選手の成長と激しいポジション争いでチーム力が向上した鹿島。主力3人欠くFC東京戦は、真価が問われる一戦に

text by 青木務 photo by Getty Images

苦しい展開でも勝ちきれる

 2008年から6年間勝てていなかった日本平でようやく勝利を収めた。

選手の成長と激しいポジション争いでチーム力が向上した鹿島。主力3人欠くFC東京戦は、真価が問われる一戦に
勝負を決めたのは頼れるキャプテン小笠原満男だった【写真:Getty Images】

 前節、鹿島アントラーズはアウェイで清水エスパルスを破り、勝点3を積み上げた。そして、勝っても勝っても4位から動かなかった順位もようやく3位に浮上。首位との勝点差を2に縮めた。
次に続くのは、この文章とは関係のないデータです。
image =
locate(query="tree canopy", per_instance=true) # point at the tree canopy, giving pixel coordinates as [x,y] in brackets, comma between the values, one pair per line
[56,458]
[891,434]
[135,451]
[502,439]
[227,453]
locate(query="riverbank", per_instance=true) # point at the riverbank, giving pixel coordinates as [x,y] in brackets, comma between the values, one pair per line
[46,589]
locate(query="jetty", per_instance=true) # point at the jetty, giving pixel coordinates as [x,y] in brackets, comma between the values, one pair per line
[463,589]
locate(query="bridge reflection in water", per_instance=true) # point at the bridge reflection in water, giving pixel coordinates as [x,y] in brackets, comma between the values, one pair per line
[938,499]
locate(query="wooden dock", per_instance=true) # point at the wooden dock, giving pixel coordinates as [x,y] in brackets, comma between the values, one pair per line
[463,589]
 この試合で勝負を決めたのは頼れるキャプテンだった。1点ビハインドの後半16分、MF小笠原満男がPKを決めて同点とすると、その7分後にも再び小笠原。GKとの駆け引きを制し直接FKを叩き込むと、3-1の逆転勝利の立役者となった。苦しい展開で見せたベテランのパフォーマンス。35歳となった今でも、小笠原は欠くことのできない存在だ。

 清水に逆転勝利を収めた鹿島は、その前の週にはヴァンフォーレ甲府を相手に虎の子の1点を守りきっている。
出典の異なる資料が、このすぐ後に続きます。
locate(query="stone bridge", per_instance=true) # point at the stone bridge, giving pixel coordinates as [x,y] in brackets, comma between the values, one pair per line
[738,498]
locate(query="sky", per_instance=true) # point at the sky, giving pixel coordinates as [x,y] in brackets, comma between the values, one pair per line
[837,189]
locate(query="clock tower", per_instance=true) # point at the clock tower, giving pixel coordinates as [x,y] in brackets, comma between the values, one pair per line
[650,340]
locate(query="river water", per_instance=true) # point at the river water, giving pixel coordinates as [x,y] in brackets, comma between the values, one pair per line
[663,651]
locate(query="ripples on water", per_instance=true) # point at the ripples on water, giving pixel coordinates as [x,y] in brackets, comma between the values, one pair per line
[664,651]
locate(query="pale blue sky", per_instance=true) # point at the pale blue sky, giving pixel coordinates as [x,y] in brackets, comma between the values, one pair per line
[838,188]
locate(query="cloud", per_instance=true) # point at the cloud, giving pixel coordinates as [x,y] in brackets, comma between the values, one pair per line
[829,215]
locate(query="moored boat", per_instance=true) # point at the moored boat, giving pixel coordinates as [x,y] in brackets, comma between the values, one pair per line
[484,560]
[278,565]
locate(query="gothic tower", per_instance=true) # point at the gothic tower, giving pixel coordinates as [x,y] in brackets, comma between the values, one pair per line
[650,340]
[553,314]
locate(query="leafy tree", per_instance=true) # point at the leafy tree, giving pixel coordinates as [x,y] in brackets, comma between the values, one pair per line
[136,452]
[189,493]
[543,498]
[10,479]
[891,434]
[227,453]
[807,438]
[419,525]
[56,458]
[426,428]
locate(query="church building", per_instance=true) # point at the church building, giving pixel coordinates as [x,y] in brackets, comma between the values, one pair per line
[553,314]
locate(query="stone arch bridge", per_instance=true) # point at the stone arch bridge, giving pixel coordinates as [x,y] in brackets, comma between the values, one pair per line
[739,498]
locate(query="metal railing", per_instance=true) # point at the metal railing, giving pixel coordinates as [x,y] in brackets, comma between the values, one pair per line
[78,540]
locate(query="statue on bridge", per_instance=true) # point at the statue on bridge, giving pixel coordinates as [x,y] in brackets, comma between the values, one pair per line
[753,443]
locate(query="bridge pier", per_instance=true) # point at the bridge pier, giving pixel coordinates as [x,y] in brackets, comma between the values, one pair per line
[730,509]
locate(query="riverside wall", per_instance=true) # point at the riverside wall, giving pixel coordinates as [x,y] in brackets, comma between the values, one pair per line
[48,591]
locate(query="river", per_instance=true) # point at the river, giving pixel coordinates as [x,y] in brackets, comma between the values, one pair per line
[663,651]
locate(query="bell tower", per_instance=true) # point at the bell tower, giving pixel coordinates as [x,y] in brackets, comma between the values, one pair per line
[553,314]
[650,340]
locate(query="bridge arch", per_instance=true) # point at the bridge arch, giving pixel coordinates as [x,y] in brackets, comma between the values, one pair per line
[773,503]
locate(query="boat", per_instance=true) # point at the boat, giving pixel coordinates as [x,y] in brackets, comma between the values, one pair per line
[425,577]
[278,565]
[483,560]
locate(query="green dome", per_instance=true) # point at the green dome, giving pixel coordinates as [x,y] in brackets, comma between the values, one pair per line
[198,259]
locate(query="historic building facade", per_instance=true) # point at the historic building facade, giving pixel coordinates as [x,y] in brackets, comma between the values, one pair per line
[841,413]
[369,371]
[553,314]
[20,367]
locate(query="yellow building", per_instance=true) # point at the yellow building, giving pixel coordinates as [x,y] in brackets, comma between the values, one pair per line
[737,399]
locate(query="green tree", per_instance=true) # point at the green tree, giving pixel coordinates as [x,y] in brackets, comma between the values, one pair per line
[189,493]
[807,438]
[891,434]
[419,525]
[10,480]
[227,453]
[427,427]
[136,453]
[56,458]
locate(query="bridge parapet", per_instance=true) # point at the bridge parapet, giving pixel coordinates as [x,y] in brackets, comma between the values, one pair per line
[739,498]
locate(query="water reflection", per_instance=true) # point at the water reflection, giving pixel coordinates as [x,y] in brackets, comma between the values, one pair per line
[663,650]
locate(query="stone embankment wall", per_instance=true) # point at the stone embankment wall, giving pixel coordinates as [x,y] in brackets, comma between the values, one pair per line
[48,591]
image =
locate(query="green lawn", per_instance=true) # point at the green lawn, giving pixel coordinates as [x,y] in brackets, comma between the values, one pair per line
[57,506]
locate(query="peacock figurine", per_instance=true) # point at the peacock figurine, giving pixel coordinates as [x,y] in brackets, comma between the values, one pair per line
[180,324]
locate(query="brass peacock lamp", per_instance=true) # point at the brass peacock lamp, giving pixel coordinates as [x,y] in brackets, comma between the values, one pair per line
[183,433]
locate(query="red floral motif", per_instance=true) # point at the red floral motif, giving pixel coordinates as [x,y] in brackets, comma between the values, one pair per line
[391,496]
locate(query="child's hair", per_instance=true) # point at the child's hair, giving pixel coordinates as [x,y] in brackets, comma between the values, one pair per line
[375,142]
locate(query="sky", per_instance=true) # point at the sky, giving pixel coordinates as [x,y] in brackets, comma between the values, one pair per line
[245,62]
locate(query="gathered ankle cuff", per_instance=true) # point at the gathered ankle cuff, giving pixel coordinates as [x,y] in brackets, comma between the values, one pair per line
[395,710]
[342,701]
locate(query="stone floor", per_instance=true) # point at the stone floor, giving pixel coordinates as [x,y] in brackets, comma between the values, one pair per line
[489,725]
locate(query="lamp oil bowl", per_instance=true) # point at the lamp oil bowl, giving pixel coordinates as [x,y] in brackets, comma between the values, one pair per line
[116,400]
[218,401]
 20節の甲府戦、鹿島は試合開始19秒で先制に成功した。MF柴崎岳が放った意表を突くロングシュートは、無回転のままGKの手前で軌道を変え、ゴールに突き刺さった。

 前方にはFWダヴィもおり、ドリブルでバイタルエリアまで持ち込んでラストパス、という流れでも決定機にはなっただろう。それでも、背番号20は迷わず右足を振り抜いた。自信がなければできない決断だった。
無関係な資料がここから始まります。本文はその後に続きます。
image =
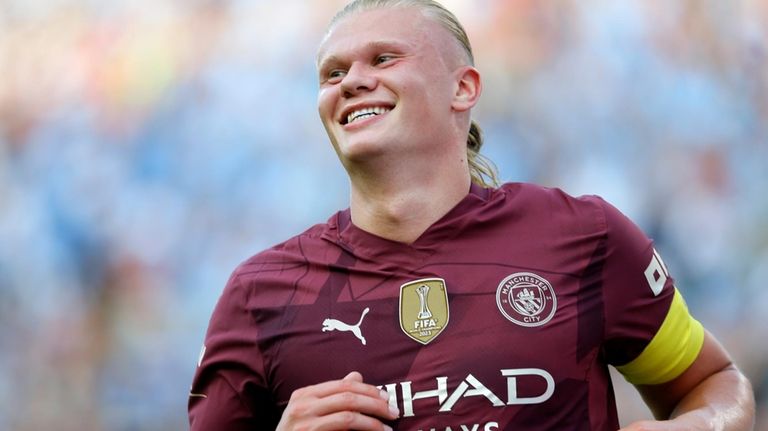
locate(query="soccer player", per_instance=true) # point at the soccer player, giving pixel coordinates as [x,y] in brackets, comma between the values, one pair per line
[440,302]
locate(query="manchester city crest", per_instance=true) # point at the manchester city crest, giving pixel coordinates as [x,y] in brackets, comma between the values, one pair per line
[526,299]
[423,309]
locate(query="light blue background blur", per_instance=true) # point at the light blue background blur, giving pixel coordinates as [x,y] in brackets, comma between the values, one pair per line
[147,147]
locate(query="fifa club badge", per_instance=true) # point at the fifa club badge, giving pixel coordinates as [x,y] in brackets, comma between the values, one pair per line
[423,309]
[526,299]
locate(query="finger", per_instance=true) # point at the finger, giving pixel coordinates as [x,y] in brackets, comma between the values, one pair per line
[349,420]
[337,386]
[349,401]
[355,376]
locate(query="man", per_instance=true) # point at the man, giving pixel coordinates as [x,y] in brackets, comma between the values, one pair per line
[435,302]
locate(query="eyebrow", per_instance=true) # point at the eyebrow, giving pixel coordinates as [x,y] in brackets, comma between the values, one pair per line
[379,45]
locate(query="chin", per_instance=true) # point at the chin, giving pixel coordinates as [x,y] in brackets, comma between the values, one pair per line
[361,150]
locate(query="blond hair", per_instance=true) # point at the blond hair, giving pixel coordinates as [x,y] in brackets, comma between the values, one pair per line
[481,169]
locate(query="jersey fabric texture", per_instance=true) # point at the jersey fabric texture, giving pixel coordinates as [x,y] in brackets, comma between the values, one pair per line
[504,314]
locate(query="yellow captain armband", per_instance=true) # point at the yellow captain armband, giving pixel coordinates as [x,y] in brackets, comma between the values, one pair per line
[671,351]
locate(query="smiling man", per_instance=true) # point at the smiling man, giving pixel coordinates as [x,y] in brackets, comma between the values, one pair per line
[438,300]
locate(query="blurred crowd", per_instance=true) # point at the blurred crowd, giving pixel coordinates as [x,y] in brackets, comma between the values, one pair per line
[147,147]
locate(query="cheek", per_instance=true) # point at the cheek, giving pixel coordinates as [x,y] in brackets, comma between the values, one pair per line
[325,104]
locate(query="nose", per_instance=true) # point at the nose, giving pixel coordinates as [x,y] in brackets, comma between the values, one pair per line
[358,79]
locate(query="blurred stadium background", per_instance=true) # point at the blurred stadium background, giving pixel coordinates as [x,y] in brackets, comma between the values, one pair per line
[147,147]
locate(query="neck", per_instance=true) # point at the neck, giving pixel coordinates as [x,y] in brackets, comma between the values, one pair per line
[400,206]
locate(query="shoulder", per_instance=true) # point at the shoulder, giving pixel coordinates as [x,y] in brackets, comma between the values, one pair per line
[270,276]
[297,249]
[553,205]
 柴崎のスーパーゴールがクローズアップされる試合だったが、その後は相手にチャンスを作られたのも事実。フリーでのシュートを許す場面もいくつかあり、GK曽ヶ端準のビッグセーブがなければ完封勝利はできなかっただろう。

 それでも、勝つことができた。盤石の戦いの末の1-0ではなかったのも事実だが、甲府戦の勝利は、若いチームが今後成熟していく上で必要な経験だったはずだ。

 圧倒的な強さを誇示しての勝利は多くないが、今の鹿島は1試合ごとに強さを増している印象すらある。再開後、3試合連続ドローと足踏みが続いたが、その後は4連勝と波に乗っている。甲府戦や清水戦のように、危ないシーンがありながら勝利で終われている。その光景は強い時の鹿島を思わせるものだ。